Binary Patterns: A Western Obsession

This or that?  Me or you?  I or thou?  Subject or object?

Along with these basic either/or questions, Western thought is built on other key binaries.

A binary is an either/or choice like the zeroes and ones making up DVDs or other digital codes.  While some things lend themselves to “this or that” choices, we know that the world is often much more complicated.  The answer “Pepsi or Coke?”  might define a person privately, but whether you like one or the other may not carry much public meaning.  Ironically, it did carry meaning in the 80s during the Cola Wars.

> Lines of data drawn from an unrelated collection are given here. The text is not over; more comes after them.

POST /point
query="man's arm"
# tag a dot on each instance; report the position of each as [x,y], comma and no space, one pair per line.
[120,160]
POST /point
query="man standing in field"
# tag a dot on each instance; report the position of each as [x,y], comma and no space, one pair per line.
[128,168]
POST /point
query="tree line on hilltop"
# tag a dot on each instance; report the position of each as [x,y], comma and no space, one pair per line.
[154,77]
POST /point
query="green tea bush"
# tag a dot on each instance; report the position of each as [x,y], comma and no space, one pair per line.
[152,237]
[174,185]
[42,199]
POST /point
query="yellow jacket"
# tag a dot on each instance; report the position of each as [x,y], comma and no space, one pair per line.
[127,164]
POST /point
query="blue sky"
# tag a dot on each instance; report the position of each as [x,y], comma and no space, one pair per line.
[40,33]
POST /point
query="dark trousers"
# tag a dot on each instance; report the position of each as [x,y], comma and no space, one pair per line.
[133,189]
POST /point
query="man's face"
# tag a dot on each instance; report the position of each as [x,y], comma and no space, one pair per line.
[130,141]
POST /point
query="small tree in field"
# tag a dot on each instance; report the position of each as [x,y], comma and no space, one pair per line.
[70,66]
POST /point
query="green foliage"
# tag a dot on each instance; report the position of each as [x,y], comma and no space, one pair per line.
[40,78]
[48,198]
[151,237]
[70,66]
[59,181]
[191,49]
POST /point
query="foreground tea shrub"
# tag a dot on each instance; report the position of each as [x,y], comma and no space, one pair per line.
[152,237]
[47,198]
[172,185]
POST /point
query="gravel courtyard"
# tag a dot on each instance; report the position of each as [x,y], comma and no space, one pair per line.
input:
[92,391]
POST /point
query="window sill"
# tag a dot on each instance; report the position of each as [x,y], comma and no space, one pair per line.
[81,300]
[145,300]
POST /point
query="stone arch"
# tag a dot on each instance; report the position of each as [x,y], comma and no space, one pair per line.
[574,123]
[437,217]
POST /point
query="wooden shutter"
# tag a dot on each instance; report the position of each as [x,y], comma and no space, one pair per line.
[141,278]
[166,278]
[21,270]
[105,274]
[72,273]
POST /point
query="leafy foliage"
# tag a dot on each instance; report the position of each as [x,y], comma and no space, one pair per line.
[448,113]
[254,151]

These either/or choices often have strange histories.  For instance, the tragedy/comedy binary informs genres on television and in literature.  It is based on a thinker, Aristotle, who was not even approving of literature.  Dig into the history of tragedy and comedy and you will find some strangeness.  For instance, tragedy was supposed by Aristotle to feature someone making a choice which leads inevitably to their downfall, which we witness and feel catharsis, a sense of purging out of both ends. .  .!  Weird enough for you?  It makes a certain amount of sense, just as listening to a blues song makes us feel happy, but it’s what we’d call contingent: based on a quirky, particular set of happenings that did not have to occur.  So binaries are contingent.  (Call this the non-tragic theory of approaching binaries.)  And comedy was supposed to involve a mating and joining offstage in early Greek comedies—which were held at the festival of the god Dionysus, at which, originally, his devotees called Maenads were said to mate with willing victims on mountainsides, after which they would rend apart the sacrificial victim.  And this is what informs our genres—and has done so for 2,500 years.  So I’d add necessary vs. contingent as a binary that can be useful.

For more on the strangeness of binaries, you might do a search for humor theory or look at the history of academia (gowns, gavels, graduations. . .).  Or if you’re talking good or evil, one might look at how evil always comes back (Sauron, Voldemort).  Weirdly enough, this even contributes to a type of cannibalism whereby an enemy’s body is eaten so that his soul can be erased–for a time–from the eternal battlefield. As the cliche goes, “The truth is stranger than fiction.”  In fields like literary analysis, there is no “capital-T Truth.”  That idea of there being one would go back to Plato and his theory of Forms.

So these issues have histories of which we should become aware.  As a critical reader, it is important for you to take note of binaries and gauge their effects.  Though they may exclude other choices, it is the case that humans notice contrasts and oppositions.

Binaries are crutches, tools.  They can work but can put blinders on what we notice.  Early in stages of the writing or critical thinking processes, they can be useful.

Which side of a binary does the author notice or value more?

Which views are portrayed as negative?

What is undervalued or missing from a given text?

In a writing course, then, you might create a persuasive essay that argues one side against another.  We contribute to these ongoing debates most thoughtfully if we realize that they arguments will continue, however well we write about them!  Just don’t fall into the trap of thinking that the world is either/or, comforting as that notion may be.